しかし、挑戦者の男はそんなユーマの張り切りとは裏腹に、不意に身体から力を抜いた。そして口元を釣り上げて笑みを浮かべると、クイ、クイっと指を曲げてユーマを挑発する。

 

「……掛かって来い、坊主。格闘のイロハを教えてやる」

 

 ユーマはイラッ――と感情をザワメカせた。

 普段、圧倒的に上位であるビスケや幻海を見ているからであろう、それよりも遥かに格下である目の前の男に、このような態度を取られることが我慢できなかったのだ。

 

 まぁ、まだまだ子供だ、と言うことだろう。

 

「舐めんなぁ!!」

 

 勢い込んで突撃をするユーマ。しかしそれはもう、ただ我武者羅に走るだけの状態で、とてもではないが此処での修行が生かされた動きとは呼べないものだった。

 

 男の数m手前から跳び上がって拳を振りかぶると、ユーマはそのまま体ごと打つかるかの様に拳を突き出していく。しかし、そんな大ぶりの攻撃を食らうほど、相手もバカではない。

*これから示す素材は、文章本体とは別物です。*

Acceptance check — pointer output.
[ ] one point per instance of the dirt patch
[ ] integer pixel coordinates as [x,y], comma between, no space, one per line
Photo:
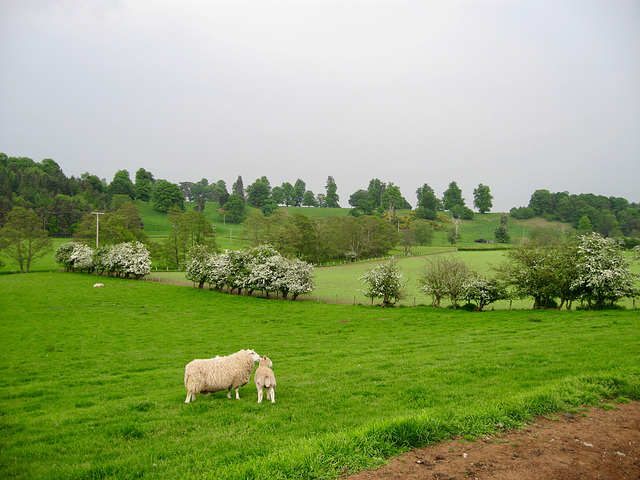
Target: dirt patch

 余裕綽々といった風に軽く身体をズラして回避をすると、ユーマの身体に鋭い膝蹴りを見舞った。

 

「あグッ!? グ――クソッ!」

「おっと」

 

 思わず呻き声を上げるユーマだったが、しかしそれで倒れるようなことはなく、顰め面を浮かべながらも拳を振るう。しかしそれもアッサリと避けられてしまい、男はヒョイっと身体を逸らすと軽くバックステップで再び距離をとった。

 

「う~ん、危ない危ない。もうちょっとで掠る所だったかな?」

 

 ユーマの動き、見た目雰囲気、それを思えば思うほど。男の表情は緩んでいってしまう。『なんて美味しい試合なんだ』――と。

 

「五月蝿ぇ! ぶっ飛ばすぞ!」

「お~怖ぇ~。気迫は一丁前だな? だけど――」

 

 吠えるユーマに薄ら笑いを浮かべ、男は駆け込むように距離を詰める。その動きはビスケと比べれば、冗談の様に『遅い』。しかし、先程腹に一撃を貰ってしまっているユーマは、その動きに対応できず、

 

 ドンッ!

 

「アグッ!?」

 

 踏み込みからのローキック。

 もっともユーマの身長からすればミドルキック成っており、それを腕で受け止めたユーマは威力に負けて道場の床板を転がっていった。

 

「気迫だけじゃ、勝負にゃ勝てないなぁ」

 

 楽しそうに、男は目を細める。

 対するユーマは転がった先で、蹴りを受け止めた腕を抑えながら、表情を歪めている。

 その表情に隠れた感情、それは

 

(何だ? なんでだ?)

 

 可怪しい――と、いった思いだった。

 ユーマは数ヶ月間、幻海と挑戦者達の戦いを見てきた。

 それ以前に、通常の人間が扱い得ない『念』といった力を身に付け、尚且つ強くなるための修行を毎日欠かさずに続けている。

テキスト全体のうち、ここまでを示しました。